Avicenne
nom d'origine : Ibn Sîna
( 980, Afshana = bourg persan près de
Boukhara - dans l'actuel Ouzbékistan - / 1037 à Hamadhân
en Iran )
aurait écrit 276 livres sur la médecine,
les sciences naturelles, la philosophie, la musique, ...
Son Kanûn ( livres de médecine ) fut
traduit en latin par Gérard de Crémone, entre
1150 et 1187 et il fut enseigné jusqu'au
XVIIe siècle
***
Extraits du livre
Avicenne ou la route d'Ispahan
par son disciple al-Juzjânî
traduit en français par Gilbert Sinoué /
les éditions de la Seine / avec l'autorisation des
éditions Denoël, 1989
- Ah…, soupira Abd Allah en
rejetant la tête en arrière, combien le Prophète fut
clairvoyant lorsqu'il dit :"Les peuples ont les
gouvernants qu'ils méritent…" page 23
- Je ne sais pas pour toi, el-Birouni,
mais je peux t'assurer que certains souverains,
aussi généreux soient-ils, ne m'auront pas à leur
service...! le fils de Sina ne courbera jamais
l'échine devant un Ghaznawide.
- Tu connais le proverbe : "Baise
la main que tu ne peux pas mordre". Évidemment
tu es encore jeune pour accepter ces principes. ( Abou
Bakr El-Masihi, médecin chrétien ). Avicenne : Je me
demande si je saurais jamais. Page 57
- Décidément, nos dynasties sont
aussi mouvantes que la courbe des dunes…page 73
- L'érudition d'un être se
mesure parfois à l'ignorance des autres. Page 82
- Elle se laissa faire, rejetant la
tête en arrière, s'entrouvrant à ses caresses comme
la mer s'ouvre au fleuve. ( Sindja, fille du Sind = Inde
) Page97
- Que me reprochez-vous donc ? leur
lança un jour le cheikh avec un réel agacement.
Croyez-vous que la création soit toujours synonyme de
sueur et de souffrance ? un mulet a-t-il plus de
mérite qu'un pur-sang simplement parce qu'il
peine dix fois plus à gravir une pente ? si tel est
le cas, Allah m'est témoin, je ne revendiquerai jamais
ce mérite-là !
- "Ali ne se tient pas sur un
siège surélevé, mais sur un tapis; respectant l'usage
qui veut qu'un enseignant ne s'élève pas au-dessus
du cercle de ses auditeurs, seuls ses vêtements
reflètent l'importance de sa fonction. Page 126
- Je vous propose un poème : L'Aferïne-na'ma.

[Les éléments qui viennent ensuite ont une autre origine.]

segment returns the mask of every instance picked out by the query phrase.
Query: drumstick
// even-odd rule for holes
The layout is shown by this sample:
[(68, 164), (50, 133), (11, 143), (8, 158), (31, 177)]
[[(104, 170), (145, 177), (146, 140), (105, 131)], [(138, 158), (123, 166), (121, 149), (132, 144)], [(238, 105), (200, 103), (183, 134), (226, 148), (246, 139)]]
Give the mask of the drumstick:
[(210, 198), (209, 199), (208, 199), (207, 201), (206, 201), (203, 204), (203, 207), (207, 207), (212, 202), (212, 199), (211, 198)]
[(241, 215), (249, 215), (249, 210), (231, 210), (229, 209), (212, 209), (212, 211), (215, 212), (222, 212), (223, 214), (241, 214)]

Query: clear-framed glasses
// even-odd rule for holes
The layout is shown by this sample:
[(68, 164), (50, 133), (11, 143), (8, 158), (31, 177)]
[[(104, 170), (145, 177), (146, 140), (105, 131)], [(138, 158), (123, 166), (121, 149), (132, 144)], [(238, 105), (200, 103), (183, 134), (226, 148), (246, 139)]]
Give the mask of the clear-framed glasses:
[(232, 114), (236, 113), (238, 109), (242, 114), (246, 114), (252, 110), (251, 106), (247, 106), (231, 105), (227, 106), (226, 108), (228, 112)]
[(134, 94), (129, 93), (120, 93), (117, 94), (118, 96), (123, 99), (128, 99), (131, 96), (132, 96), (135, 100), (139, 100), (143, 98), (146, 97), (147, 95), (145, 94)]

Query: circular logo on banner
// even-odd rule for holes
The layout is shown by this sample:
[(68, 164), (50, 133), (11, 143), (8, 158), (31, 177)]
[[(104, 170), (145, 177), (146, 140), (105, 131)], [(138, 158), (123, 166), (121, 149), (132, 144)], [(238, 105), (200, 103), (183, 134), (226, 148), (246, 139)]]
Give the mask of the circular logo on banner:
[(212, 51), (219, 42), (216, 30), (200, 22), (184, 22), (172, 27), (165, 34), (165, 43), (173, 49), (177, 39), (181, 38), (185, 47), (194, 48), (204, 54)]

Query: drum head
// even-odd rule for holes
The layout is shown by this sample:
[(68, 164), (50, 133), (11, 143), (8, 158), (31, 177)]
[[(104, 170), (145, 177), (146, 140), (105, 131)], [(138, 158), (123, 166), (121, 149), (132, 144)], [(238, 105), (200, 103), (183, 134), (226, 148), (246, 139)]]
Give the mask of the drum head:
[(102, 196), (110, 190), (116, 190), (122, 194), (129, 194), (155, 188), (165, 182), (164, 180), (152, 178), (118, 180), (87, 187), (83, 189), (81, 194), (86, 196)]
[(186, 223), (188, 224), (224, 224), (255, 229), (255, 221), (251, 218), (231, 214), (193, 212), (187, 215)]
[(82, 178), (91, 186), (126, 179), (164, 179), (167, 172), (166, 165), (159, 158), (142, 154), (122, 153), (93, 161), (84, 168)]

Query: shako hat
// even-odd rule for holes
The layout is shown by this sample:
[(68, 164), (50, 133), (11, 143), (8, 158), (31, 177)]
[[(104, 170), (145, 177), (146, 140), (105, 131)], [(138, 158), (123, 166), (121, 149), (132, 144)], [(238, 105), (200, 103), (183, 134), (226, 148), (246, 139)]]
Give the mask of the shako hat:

Son auteur, Abou Soukour de Balkh, est
aujourd'hui disparu, mais je considère qu'il fut le
véritable introducteur de la forme poétique,
proprement persane, du quatrain. Page 108
- Allah seul décidera de mon sort.
Voit-tu, el-Sohayli, j'ai commencé il y a peu la rédaction
d'un traité sur le destin. Sois rassuré, je
t'épargnerai les détails de son élaboration…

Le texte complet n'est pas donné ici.